Image by Flickr user Denis Dervisevic.

I do not suffer from social media phobia.

I think there are great things that can happen as a result of immediate and unlimited connectivity. You can crowd source an entire travel itinerary by sending out a single tweet. But as Voltaire and Stan Lee once said, “With great power comes responsibility,” and too much of a good thing can feel like your stomach at the end of an all-you-can-eat buffet.

1. You can only have fun if everyone knows you are having fun.

One of the greatest things about travel is the ability to turn your everyday myopic vision of the world into something broader. You hear, see, touch, smell, and feel like you wouldn’t back home.

Turning this multi-sensory experience into a one-line description on your Facebook timeline is like paraphrasing Othello into a tweet. I understand the urge to share the amazing experiences you’ve had – I’ve been inspired to travel solely based on the travel stories I have read. But the immediacy with which we share experiences, to announce it to the world as it is, dilutes our collective experience.

It’s fun to show off a bit – the world should know you are in Cabo and that CABO IS AMAZING <3. But if the premise of your vacation rests around checking into places and staring into your phone instead of looking at the person across the table, then why travel at all?

2. If you don’t have a record of it online, it will cease to exist.

social-media

Image by Flickr user Ervins Strauhmanis.

Every time I return from a holiday, I bump into a friend who seems slightly skeptical of my travel tales, primarily because I’ve left no online footprints of the experience.

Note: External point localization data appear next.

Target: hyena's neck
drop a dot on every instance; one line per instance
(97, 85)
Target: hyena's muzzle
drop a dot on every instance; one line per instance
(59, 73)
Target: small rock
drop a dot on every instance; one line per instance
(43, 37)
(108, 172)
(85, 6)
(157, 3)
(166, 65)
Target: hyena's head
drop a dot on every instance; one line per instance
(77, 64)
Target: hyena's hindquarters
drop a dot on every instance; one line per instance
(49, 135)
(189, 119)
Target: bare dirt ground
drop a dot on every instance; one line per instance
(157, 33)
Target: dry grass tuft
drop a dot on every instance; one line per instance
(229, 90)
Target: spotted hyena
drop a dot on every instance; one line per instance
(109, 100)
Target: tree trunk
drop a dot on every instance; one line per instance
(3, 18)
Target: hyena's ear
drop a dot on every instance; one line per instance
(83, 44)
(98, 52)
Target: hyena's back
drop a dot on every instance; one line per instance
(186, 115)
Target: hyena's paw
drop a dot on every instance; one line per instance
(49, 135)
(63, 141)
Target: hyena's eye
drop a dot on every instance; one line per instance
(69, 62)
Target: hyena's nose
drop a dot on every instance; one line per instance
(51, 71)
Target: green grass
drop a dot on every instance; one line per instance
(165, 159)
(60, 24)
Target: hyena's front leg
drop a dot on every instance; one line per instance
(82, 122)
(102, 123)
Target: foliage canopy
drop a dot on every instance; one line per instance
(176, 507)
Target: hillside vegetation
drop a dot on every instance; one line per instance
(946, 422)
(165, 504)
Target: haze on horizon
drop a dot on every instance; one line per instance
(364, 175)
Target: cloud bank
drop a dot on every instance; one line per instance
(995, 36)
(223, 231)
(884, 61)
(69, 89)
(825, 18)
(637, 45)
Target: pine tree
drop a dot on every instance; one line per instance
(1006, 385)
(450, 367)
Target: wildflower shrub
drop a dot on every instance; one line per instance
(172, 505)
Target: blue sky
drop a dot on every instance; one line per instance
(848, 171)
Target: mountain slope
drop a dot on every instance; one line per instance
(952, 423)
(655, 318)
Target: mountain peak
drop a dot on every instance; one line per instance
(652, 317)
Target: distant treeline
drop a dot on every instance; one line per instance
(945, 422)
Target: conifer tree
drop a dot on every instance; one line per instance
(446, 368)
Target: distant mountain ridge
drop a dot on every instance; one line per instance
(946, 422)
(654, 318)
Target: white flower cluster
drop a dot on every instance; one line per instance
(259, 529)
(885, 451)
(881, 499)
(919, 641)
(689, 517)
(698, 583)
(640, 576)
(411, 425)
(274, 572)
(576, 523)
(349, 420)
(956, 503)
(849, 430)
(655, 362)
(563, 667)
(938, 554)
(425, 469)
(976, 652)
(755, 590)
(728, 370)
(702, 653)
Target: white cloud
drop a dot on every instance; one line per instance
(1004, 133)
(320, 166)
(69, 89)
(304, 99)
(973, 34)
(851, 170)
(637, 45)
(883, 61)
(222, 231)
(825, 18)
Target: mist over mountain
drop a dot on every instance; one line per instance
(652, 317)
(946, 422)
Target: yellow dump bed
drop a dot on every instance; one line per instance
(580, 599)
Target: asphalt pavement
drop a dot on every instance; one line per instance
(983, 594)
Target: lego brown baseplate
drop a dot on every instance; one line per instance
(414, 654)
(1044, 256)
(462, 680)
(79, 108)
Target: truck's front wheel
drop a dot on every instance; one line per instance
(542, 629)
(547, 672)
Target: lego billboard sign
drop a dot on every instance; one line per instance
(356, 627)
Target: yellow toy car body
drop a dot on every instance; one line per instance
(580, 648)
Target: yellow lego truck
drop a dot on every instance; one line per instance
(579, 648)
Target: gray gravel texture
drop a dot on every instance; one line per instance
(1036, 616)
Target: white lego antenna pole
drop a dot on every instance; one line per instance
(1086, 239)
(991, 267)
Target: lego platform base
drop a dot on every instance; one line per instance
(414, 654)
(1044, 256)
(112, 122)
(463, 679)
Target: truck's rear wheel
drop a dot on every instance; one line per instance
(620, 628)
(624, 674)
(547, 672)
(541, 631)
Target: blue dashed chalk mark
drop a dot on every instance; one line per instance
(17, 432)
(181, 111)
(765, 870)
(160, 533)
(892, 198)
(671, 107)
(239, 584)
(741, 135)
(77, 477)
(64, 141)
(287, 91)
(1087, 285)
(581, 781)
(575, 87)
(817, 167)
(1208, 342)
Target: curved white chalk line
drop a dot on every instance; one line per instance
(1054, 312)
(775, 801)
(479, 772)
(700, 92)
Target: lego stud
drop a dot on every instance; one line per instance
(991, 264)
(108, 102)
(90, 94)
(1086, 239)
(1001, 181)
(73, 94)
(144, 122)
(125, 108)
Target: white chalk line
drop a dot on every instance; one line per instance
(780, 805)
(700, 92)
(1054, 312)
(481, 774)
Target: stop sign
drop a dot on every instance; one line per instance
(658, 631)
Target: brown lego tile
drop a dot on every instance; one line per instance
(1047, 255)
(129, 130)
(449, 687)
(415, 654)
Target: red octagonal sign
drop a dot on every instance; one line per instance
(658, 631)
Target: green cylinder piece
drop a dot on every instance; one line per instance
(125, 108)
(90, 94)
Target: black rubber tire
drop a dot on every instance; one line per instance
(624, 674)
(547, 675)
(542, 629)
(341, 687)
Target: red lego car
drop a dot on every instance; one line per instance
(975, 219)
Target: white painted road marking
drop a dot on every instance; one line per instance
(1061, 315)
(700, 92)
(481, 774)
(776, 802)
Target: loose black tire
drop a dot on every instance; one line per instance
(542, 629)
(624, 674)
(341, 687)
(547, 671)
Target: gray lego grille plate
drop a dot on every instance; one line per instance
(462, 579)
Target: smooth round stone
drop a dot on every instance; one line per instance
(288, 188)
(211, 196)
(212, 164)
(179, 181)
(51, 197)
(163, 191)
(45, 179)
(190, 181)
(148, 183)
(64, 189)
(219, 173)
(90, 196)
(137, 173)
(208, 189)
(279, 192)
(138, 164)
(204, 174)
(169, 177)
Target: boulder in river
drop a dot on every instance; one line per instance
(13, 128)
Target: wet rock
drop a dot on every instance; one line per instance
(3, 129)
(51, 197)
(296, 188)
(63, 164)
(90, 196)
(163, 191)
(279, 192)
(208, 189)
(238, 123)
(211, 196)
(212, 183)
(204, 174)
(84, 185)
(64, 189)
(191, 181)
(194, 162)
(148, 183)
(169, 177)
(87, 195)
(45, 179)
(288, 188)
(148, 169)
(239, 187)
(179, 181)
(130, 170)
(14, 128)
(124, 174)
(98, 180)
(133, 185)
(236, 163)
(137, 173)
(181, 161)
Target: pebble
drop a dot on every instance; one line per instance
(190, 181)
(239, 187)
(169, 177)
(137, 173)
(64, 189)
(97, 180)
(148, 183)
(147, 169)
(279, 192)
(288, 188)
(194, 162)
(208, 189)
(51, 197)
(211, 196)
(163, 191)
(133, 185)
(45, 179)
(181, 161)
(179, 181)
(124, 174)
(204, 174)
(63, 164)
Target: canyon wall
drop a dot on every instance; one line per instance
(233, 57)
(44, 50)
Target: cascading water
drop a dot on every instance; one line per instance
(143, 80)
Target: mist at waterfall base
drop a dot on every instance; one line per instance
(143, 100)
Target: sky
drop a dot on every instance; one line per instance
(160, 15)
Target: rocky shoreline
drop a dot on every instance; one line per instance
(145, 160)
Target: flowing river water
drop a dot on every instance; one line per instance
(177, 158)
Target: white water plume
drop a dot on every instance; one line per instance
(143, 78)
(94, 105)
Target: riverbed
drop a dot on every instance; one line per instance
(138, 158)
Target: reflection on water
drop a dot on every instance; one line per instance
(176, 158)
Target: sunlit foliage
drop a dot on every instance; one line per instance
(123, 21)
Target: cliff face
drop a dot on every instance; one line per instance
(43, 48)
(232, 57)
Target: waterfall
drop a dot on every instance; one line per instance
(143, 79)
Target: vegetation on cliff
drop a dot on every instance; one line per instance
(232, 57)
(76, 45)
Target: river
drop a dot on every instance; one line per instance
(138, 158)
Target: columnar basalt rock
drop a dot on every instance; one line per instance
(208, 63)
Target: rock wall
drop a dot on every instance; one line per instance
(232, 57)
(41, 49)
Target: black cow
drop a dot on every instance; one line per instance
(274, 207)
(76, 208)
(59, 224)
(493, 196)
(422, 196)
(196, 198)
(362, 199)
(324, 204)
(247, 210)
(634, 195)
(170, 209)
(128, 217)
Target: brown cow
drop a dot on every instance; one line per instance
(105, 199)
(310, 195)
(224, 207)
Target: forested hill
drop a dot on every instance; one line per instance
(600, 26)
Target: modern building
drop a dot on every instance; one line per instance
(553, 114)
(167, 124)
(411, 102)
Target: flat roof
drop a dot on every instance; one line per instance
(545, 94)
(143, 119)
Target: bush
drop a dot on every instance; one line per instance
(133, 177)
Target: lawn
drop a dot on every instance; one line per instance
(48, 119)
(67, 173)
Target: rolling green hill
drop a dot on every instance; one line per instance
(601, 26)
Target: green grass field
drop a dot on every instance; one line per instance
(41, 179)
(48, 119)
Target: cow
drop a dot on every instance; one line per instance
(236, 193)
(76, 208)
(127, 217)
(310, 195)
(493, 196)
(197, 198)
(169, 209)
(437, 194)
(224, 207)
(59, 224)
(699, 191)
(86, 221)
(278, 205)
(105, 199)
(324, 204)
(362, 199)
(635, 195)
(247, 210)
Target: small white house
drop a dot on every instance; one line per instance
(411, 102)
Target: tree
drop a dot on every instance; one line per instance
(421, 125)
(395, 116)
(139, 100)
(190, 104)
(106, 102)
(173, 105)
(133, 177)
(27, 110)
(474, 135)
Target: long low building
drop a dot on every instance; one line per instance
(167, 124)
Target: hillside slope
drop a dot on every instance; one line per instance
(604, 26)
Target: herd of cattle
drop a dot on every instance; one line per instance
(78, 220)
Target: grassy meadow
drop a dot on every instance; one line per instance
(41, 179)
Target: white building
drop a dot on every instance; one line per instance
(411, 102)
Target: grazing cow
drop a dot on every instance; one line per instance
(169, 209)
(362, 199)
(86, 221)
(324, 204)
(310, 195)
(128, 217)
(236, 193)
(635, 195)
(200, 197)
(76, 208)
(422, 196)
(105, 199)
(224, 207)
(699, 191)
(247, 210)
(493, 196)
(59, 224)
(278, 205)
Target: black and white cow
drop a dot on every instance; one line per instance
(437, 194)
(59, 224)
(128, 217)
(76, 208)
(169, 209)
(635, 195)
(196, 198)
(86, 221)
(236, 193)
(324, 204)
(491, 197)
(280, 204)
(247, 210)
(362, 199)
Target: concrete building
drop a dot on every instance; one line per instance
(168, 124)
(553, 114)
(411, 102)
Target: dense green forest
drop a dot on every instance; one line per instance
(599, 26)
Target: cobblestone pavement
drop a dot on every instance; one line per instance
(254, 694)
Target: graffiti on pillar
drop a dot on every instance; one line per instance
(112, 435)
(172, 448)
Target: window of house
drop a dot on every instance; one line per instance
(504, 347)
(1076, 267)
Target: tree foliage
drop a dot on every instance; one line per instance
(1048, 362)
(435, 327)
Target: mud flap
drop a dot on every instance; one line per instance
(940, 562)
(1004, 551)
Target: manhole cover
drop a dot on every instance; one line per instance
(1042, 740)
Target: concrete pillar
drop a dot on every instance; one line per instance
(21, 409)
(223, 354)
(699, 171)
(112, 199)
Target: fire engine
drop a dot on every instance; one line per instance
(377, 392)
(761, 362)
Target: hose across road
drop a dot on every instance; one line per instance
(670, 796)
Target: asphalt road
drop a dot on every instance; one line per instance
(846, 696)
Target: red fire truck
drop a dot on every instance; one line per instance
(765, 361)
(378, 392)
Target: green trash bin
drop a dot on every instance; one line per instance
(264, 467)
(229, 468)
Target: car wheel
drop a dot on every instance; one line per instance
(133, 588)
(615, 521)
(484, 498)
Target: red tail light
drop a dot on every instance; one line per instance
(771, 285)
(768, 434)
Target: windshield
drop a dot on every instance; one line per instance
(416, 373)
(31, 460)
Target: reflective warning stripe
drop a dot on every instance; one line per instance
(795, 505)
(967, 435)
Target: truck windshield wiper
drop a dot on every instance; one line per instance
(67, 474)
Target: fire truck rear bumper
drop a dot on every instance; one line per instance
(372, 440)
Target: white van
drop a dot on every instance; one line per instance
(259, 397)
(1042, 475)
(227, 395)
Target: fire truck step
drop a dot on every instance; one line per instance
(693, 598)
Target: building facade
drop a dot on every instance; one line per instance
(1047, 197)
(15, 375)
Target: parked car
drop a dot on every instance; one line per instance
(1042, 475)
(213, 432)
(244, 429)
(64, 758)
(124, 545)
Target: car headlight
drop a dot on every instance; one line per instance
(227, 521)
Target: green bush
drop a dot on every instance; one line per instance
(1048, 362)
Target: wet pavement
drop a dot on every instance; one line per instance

“Oh! You went to Australia…but I didn’t see any pictures on Facebook or Instagram.”

We are absorbed in an inescapable web of oversharing, so much so that information that isn’t loud, visible, and hash-tagged to death somehow feels like it didn’t happen.

I’m all for frivolity and fun. One should enjoy sharing as many pictures of sunsets and margaritas as one needs to, but when oversharing mingles with those perfectly manicured one-dimensional tales of our travels, we are left with social media equivalents of a travel brochure – beautiful yet banal images with generic copy.

Imagine this: We are in complete control of the images we present to the world – the sea sparkles, the food looks delicious, the monuments are stupendous. It’s spectacular to look at, but it lacks soul. It completely betrays the very essence of travel that resides in our ability to relinquish control.

3. Your vacation has to be cooler/more adventurous/more exotic than someone else’s.

I was 12 when Titanic hit theatres. Every teenage girl I knew fell in love with Leonardo DiCaprio. I wanted to be different, so I pretended to hate him (though I secretly etched our names in hearts). Conversely, when everybody at school loved Linkin Park , I pretended to love them despite detesting them. I wanted to be cool.

Fast forward several years, and we have amidst us an extension of this high school phenomenon. It’s called “Facebook envy” – you either want to be someone else or be better than someone else.

Last year about a dozen people on my friend’s list went to Greece. Suddenly, I was entirely disenchanted by the idea of Santorini. Nothing changed factually – Greece was just as popular as it was the year before. But I wanted to go where no one else was going. I was inadvertently falling into the “Hidden Gem” trap. It’s easy to forget that no matter where you go, there is enough of the world left to make your own experiences.

social-mediaImage by Flickr user Khánh Hmoong.

When you see someone jump out of a plane, tent under the stars, or ride a balloon across Egypt, it’s easy to drown in comparisons. But travel is not marked on a scale where valuable experiences are proportionate to how much money you spend or how far you go. Comparisons are detrimental to travel. As a wise person once said, “The only comparisons you should make while traveling are those pertaining to flight tickets.”

What do you think? Has social media revolutionised your travel experience or made it worse?